図2A図2Aは、第1の例示的な実施形態に係る、図1に示される装置に含まれる細胞培養モジュールの異なる模式図を示す、つまり、図2Aは、細胞培養モジュールの模式的側面図を示す。
図2B図2Bは、第1の例示的な実施形態に係る、図1に示される装置に含まれる細胞培養モジュールの異なる模式図を示す、つまり、図2Bは、細胞培養モジュールの模式的上面図を示す。
図3図3は、1つの例示的な実施形態に係る細胞培養インキュベータのブロック図を示す。

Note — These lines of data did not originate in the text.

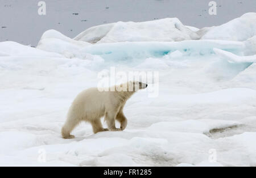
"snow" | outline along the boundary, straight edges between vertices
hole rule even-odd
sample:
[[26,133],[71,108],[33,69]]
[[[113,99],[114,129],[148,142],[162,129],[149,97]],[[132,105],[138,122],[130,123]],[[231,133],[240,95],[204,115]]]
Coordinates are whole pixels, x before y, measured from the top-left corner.
[[247,13],[209,30],[201,39],[245,41],[256,35],[256,13]]
[[182,41],[199,39],[195,30],[195,28],[184,26],[177,18],[137,23],[118,22],[89,28],[74,40],[97,44]]
[[85,57],[78,56],[79,51],[90,44],[73,40],[58,31],[50,29],[45,32],[38,43],[36,48],[62,54],[69,58]]
[[[165,19],[92,27],[79,41],[49,30],[36,48],[0,43],[0,166],[255,166],[255,36],[156,41],[159,33],[147,41],[150,29],[164,31],[167,22],[193,34]],[[76,95],[102,78],[118,79],[111,67],[116,74],[157,71],[159,80],[127,101],[125,130],[94,134],[82,123],[75,138],[63,139]]]

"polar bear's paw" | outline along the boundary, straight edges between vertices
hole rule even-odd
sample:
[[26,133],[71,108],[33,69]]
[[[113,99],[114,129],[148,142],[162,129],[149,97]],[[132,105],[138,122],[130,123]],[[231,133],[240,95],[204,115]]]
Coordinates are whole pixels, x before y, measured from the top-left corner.
[[114,129],[111,129],[110,131],[122,131],[122,129],[120,128],[114,128]]
[[65,138],[65,139],[73,139],[73,138],[75,138],[75,136],[73,135],[69,135],[68,136],[66,136],[66,137],[64,137],[63,138]]

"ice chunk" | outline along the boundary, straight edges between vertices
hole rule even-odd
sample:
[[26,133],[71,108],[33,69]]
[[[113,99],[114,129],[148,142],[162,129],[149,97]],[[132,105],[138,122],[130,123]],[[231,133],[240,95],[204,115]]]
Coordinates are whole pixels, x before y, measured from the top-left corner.
[[59,54],[47,52],[14,41],[0,42],[0,56],[1,56],[63,57]]
[[72,40],[58,31],[50,29],[43,34],[36,48],[57,53],[67,58],[84,58],[86,54],[81,54],[79,50],[90,45],[90,43]]
[[123,42],[86,46],[80,51],[80,53],[100,55],[105,60],[117,61],[133,58],[160,57],[177,50],[187,56],[211,54],[214,54],[214,48],[240,54],[243,54],[245,44],[242,42],[209,40],[171,42]]
[[[191,28],[191,27],[190,28]],[[196,40],[200,36],[177,18],[144,22],[123,22],[93,27],[79,34],[75,40],[91,43],[124,41],[172,41]]]
[[231,63],[253,63],[256,62],[256,55],[249,56],[239,56],[230,52],[214,48],[214,52],[224,59],[226,59]]

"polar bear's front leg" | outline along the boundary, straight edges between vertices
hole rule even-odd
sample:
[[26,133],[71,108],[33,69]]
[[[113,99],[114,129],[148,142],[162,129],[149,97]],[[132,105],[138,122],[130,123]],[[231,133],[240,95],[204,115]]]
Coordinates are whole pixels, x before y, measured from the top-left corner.
[[115,127],[115,117],[117,112],[108,112],[106,113],[105,116],[107,122],[108,127],[110,131],[120,131],[121,129],[118,129]]
[[125,130],[127,126],[127,118],[123,115],[123,111],[121,110],[120,112],[117,114],[117,120],[120,122],[120,129],[122,130]]
[[108,131],[109,129],[104,129],[102,127],[100,118],[98,119],[95,119],[90,122],[92,124],[92,126],[93,128],[93,130],[94,133],[98,133],[99,132]]

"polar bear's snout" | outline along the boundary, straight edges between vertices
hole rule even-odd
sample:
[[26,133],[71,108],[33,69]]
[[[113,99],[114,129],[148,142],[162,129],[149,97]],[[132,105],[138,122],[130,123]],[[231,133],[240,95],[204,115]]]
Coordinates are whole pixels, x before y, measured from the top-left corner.
[[144,89],[147,87],[147,84],[139,82],[139,89]]

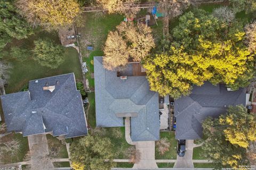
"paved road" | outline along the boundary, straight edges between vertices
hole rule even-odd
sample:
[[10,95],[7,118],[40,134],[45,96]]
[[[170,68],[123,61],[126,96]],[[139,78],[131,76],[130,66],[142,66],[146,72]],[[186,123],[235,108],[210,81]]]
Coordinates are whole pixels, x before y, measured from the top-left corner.
[[53,168],[50,158],[46,135],[37,134],[28,137],[31,157],[31,169],[35,170]]
[[193,140],[187,140],[186,141],[186,151],[185,156],[182,157],[177,156],[177,160],[174,164],[174,168],[194,168],[192,161],[194,146]]

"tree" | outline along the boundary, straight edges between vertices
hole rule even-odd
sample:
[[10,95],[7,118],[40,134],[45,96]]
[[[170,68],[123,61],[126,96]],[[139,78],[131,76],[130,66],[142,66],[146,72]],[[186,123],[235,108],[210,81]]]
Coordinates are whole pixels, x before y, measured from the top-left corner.
[[76,169],[110,169],[116,165],[110,139],[91,135],[83,137],[70,146],[70,159]]
[[219,20],[230,23],[235,19],[235,12],[227,6],[221,6],[214,10],[213,15]]
[[32,56],[32,53],[30,50],[25,48],[12,47],[11,48],[10,55],[14,58],[22,61]]
[[15,6],[10,2],[0,2],[0,50],[12,38],[26,38],[33,33],[26,21],[19,15]]
[[249,50],[256,53],[256,21],[245,27],[246,42]]
[[133,18],[138,10],[130,8],[127,5],[134,5],[138,0],[97,0],[98,4],[110,14],[117,13],[129,18]]
[[206,118],[203,123],[204,138],[201,140],[202,155],[212,160],[216,168],[247,164],[249,143],[256,140],[255,119],[242,105],[230,107],[227,113],[218,118]]
[[161,155],[164,155],[165,152],[169,150],[171,143],[168,142],[166,138],[161,138],[156,142],[157,150]]
[[79,13],[75,0],[18,0],[17,6],[29,22],[46,30],[71,24]]
[[120,70],[125,67],[129,57],[126,43],[117,31],[110,31],[104,47],[104,67],[109,70]]
[[149,27],[123,22],[117,29],[109,32],[104,48],[103,65],[109,70],[123,69],[130,58],[141,61],[155,46]]
[[134,61],[141,61],[155,47],[152,30],[145,24],[122,22],[117,29],[129,45],[129,54]]
[[206,81],[234,90],[247,86],[253,78],[253,54],[244,36],[239,22],[228,24],[203,10],[186,13],[173,30],[169,52],[145,60],[151,90],[177,98]]
[[50,39],[35,41],[34,49],[35,61],[43,66],[57,69],[64,61],[64,47],[56,45]]
[[221,115],[219,121],[226,140],[233,144],[247,148],[250,141],[256,141],[256,116],[249,114],[242,105],[230,106],[228,114]]
[[172,18],[181,15],[190,5],[190,0],[160,0],[158,6]]
[[229,0],[233,10],[236,12],[245,10],[247,13],[256,11],[256,2],[255,0]]

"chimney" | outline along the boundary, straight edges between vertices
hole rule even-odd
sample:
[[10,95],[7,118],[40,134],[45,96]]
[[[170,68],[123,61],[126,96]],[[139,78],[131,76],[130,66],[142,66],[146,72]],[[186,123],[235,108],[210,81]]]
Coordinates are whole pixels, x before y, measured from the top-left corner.
[[51,92],[53,92],[55,90],[55,86],[50,86],[43,87],[44,90],[49,90]]

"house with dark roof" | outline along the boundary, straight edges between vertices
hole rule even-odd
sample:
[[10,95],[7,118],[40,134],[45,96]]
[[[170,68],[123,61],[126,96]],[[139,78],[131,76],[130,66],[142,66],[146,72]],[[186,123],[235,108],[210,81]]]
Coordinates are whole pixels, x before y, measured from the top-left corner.
[[103,68],[102,57],[94,57],[94,66],[97,126],[124,126],[128,117],[133,141],[159,140],[158,94],[150,90],[140,64],[110,71]]
[[49,133],[69,138],[87,134],[74,73],[30,81],[28,91],[0,99],[7,131],[23,137]]
[[248,95],[243,88],[232,91],[225,84],[214,86],[209,82],[201,87],[194,87],[190,95],[175,100],[175,138],[200,139],[203,120],[208,116],[218,117],[226,113],[229,106],[245,106]]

図4図4は、第1の例示的な実施形態に係る、図1に示される装置を使用することによる細胞培養方法のフローチャートを示す。
図5図5は、第2の例示的な実施形態に係る、図1に示される装置を使用することによる細胞培養方法のフローチャートを示す。
図6A図6Aは、図5に示される方法に従って図1に示される装置を使用することによるBBBモデルの共焦点画像を示す。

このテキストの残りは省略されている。